In anaplastic thyroid carcinoma cells, targeting PEAK1 sensitized cells harboring BRAFV600E to vemurafenib by upregulating Bim and inducing apoptosis [4].

In colorectal cancer, some studies suggest that PEAK1-PPP1R12B axis inhibits tumor growth and metastasis through deactivation of the Grb2/PI3K/Akt pathway [5], while another study indicates its limited impact on colon carcinogenesis, potentially in the initial adenoma-to-carcinoma progression stage [7].

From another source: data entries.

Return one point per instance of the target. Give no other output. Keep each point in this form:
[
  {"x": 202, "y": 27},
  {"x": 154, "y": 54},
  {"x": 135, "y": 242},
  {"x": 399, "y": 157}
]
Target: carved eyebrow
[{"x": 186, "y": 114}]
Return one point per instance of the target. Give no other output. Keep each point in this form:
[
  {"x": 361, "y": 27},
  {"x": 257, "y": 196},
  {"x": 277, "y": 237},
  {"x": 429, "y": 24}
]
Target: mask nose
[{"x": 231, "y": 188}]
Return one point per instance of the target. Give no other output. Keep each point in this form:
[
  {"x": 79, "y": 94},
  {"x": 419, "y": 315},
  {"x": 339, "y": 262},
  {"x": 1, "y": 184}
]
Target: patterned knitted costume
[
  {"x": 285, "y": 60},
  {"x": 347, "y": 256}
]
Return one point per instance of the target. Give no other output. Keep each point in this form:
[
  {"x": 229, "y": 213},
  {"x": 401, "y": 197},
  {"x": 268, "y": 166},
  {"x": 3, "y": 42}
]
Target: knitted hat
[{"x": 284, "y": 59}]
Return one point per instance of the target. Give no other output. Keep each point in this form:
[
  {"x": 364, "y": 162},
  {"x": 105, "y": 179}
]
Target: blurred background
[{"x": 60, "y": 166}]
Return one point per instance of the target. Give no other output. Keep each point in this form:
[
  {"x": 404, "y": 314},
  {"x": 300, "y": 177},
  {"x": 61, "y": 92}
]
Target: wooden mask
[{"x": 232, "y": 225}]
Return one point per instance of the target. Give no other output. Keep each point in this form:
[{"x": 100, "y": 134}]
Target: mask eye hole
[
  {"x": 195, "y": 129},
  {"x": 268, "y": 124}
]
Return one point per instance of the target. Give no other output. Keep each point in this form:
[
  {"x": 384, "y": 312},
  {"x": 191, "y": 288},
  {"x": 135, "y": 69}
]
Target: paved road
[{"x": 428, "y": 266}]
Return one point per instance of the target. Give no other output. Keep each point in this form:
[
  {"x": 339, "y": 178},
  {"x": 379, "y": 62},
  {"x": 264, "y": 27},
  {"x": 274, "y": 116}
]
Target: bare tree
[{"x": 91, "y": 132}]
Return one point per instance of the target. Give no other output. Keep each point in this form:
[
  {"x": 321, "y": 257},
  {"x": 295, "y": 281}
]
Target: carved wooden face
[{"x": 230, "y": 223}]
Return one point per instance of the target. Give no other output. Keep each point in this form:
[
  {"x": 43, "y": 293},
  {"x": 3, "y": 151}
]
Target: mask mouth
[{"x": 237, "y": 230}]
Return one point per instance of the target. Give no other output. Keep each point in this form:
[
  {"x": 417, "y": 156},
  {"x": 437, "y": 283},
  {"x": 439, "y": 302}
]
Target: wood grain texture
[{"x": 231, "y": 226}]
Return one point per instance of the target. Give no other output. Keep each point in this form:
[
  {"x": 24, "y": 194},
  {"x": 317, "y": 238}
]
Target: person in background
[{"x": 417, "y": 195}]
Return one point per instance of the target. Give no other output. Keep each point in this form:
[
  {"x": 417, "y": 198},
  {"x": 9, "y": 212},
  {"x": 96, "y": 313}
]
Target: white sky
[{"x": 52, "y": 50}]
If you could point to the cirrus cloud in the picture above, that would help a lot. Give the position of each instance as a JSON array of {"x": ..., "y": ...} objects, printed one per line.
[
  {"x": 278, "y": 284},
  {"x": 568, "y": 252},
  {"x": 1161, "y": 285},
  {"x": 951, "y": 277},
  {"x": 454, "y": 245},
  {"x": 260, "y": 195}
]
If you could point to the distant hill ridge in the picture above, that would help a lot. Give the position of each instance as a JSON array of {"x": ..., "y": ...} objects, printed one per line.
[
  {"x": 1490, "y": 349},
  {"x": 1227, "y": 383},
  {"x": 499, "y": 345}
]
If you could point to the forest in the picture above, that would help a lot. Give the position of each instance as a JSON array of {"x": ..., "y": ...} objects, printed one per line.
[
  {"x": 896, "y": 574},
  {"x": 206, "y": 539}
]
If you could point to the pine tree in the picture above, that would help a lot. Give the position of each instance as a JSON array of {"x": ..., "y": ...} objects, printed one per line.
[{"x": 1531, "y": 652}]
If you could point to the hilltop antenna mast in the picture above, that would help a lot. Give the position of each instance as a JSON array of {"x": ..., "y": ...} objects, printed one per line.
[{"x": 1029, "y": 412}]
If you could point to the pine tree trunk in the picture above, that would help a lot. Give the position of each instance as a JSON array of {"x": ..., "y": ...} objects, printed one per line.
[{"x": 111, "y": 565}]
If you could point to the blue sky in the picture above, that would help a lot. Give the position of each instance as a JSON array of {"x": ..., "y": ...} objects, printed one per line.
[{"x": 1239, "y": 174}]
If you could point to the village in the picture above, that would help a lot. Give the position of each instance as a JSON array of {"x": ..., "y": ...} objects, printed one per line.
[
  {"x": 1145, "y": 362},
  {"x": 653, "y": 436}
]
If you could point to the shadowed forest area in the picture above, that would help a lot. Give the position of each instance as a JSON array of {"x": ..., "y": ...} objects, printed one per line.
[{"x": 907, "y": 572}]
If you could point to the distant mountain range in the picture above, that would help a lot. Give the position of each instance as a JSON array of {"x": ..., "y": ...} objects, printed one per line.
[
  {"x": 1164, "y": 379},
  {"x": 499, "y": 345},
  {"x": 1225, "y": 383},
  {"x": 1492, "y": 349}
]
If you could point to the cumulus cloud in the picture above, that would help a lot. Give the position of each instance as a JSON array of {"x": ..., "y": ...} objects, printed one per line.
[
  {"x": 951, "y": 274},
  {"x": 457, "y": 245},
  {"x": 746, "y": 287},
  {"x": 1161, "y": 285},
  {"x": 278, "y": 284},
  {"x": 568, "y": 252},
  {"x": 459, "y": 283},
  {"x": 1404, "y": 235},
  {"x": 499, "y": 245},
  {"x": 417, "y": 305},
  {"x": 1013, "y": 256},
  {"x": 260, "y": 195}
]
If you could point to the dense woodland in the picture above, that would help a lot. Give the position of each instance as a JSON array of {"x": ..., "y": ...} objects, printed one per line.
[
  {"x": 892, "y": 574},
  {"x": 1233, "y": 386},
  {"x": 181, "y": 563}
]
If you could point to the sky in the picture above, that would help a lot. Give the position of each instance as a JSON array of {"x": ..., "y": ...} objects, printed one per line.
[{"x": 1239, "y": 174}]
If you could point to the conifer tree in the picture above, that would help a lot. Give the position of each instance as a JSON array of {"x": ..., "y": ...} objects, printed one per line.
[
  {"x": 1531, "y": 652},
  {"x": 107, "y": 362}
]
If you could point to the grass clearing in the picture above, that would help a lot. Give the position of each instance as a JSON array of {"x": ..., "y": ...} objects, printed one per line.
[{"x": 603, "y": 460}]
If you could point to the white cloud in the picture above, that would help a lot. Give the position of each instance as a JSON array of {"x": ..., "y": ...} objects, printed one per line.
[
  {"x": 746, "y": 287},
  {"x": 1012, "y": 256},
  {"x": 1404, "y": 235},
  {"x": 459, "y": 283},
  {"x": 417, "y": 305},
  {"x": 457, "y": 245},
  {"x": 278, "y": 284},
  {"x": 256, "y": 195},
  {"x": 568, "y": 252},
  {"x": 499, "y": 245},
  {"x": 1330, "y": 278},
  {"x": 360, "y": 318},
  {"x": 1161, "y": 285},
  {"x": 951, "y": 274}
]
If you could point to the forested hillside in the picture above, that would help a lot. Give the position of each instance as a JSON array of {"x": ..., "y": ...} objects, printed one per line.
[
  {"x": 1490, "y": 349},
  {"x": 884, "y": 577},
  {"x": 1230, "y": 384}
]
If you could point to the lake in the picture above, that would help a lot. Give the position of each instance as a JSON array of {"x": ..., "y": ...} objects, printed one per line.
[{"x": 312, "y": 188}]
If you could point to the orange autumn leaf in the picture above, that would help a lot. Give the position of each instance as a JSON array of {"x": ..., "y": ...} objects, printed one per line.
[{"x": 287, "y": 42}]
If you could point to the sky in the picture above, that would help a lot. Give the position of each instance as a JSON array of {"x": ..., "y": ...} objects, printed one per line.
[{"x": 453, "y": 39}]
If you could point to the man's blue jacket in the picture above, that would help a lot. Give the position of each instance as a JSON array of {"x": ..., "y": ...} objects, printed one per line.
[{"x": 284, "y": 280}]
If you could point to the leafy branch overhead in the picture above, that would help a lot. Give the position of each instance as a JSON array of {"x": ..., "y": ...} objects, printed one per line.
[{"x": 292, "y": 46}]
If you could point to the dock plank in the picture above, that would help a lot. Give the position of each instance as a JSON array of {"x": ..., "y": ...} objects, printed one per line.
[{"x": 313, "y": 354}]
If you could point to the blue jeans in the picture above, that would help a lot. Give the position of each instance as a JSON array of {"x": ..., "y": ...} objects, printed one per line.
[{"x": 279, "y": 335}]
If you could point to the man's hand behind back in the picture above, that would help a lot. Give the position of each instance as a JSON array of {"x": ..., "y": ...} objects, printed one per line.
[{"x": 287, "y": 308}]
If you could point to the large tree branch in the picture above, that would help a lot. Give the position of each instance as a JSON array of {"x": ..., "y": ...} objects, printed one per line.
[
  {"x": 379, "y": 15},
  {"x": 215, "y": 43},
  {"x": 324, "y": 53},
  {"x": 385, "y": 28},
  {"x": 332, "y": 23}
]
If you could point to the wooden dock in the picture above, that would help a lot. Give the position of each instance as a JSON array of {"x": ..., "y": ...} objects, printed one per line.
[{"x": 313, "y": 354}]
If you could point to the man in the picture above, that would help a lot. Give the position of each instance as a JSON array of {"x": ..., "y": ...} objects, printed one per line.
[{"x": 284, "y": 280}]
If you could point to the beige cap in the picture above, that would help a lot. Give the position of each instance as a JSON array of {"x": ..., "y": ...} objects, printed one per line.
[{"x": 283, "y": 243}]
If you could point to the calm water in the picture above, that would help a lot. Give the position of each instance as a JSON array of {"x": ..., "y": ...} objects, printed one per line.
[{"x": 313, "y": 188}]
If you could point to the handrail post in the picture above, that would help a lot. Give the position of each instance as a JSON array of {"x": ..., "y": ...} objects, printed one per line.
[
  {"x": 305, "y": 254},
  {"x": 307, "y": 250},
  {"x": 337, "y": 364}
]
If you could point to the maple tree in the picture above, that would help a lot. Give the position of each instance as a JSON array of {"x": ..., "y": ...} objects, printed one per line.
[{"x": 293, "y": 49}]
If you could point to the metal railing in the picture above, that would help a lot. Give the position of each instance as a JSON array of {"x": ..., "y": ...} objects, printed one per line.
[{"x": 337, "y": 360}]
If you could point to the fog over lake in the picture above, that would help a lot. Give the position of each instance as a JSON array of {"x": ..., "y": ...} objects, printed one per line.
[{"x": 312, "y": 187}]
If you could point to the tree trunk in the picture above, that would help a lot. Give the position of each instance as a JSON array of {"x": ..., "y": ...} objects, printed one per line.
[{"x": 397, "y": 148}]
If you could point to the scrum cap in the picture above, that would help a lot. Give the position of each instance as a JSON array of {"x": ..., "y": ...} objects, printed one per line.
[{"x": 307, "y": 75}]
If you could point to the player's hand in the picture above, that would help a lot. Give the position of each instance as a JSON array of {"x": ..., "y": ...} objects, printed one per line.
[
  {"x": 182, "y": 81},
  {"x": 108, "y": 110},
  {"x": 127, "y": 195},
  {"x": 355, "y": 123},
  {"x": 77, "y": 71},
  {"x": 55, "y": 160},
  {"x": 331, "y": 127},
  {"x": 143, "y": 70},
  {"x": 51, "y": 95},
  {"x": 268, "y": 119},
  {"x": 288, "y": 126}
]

In pancreatic cancer, eIF5A-PEAK1 signaling regulates YAP1/TAZ protein expression, affecting 3D tumor sphere growth [6].

In neuronal cells after intracerebral hemorrhage, lncRNA-PEAK1 promotes apoptosis via the miR-466i-5p/caspase 8 axis [3].

In conclusion, PEAK1 is a crucial regulator in various biological processes, especially in cancer-related events such as tumor growth, metastasis, and chemoresistance. The functional studies using in vivo models, although limited in some cases, have provided insights into how PEAK1 contributes to these disease conditions, suggesting that targeting PEAK1 could be a potential therapeutic strategy in certain cancers and for intracerebral hemorrhage-induced neuronal apoptosis.